Figure 3. Schematic representation of the (i) synthesis and architecture of PNIPAm-PAA hydrogel capsules (ii) TEM micrographs of (a) PAA-HPC particles (pH 2.4) (b) PNIPAm-PAA-HPC composites (pH 2.4), (c) PNIPAm-PAA hydrogel capsules (pH 8.0) and (d) SEM image of PNIPAm-PAA hydrogel capsules after freeze-drying procedure. (iii) Morphology of nanosphere and nanocapsule of PAA/BSA (a) PAA/BSA, (b) nanocapsule of PAA/BSA, (c) PAA/BSA/GA, and (d) nanocapsule of PAA/BSA/GA. (Reprinted from Refs. [19][20] with permission).

4. Other Structures

Poly (acrylic acid-b-isoprene) cross-linked micelle structures were synthesized using calcium phosphate coating (20 nm thickness) having 60 ± 9 nm mean diameter, revealing the mineralization near or at surface regions of PAA. Additionally, nanocages were also formed. These hybrid materials were found stable for numerous months in water. Even though it aggregated and mineralized with time, there was no change seen in crystallization and diameter even after eight months (Figure 4a,b) [24]. Spherical microspheres of PAA/PVA of sequential interpenetrating network crosslinked with GA were obtained via SEM analysis. Figure 4c suggested spherical morphology without any agglomerations. A smooth microspheres surface was obtained with no pores, and some particles were covered with polymeric debris, Figure 4d [25]

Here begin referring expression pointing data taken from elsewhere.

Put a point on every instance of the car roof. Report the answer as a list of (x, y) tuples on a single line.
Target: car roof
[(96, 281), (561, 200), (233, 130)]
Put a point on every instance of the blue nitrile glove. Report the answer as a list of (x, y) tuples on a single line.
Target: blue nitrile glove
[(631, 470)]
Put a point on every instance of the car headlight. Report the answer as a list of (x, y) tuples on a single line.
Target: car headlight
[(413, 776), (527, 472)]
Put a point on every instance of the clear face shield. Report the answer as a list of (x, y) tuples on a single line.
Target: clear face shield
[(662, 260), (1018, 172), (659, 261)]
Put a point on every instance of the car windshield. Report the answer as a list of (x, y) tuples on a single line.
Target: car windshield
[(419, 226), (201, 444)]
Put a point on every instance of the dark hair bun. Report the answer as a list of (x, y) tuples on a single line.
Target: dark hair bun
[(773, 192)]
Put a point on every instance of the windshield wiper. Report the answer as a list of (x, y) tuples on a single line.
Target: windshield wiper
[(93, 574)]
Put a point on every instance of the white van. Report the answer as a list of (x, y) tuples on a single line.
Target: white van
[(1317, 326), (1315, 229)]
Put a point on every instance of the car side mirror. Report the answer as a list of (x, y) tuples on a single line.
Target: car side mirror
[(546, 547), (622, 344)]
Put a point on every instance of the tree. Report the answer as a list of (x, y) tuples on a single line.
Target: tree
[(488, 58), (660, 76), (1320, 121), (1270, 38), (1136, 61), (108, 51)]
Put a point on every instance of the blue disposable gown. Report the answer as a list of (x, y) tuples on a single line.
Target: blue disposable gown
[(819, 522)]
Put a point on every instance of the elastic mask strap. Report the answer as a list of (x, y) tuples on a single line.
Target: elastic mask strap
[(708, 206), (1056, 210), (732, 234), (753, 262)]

Figure 4. TEM micrographs of (a) cross-linked PAA-b-PI micelles covered with calcium phosphate, (b) PAA nanocages-Calcium phosphate displaying enhanced levels of aggregation and mineralization (after eight months) (c) SEM microspheres of PAA without forming agglomerations (spherical) (d) The smooth surface of microspheres without any pores. (Reprinted from Refs. [24][25] with permission).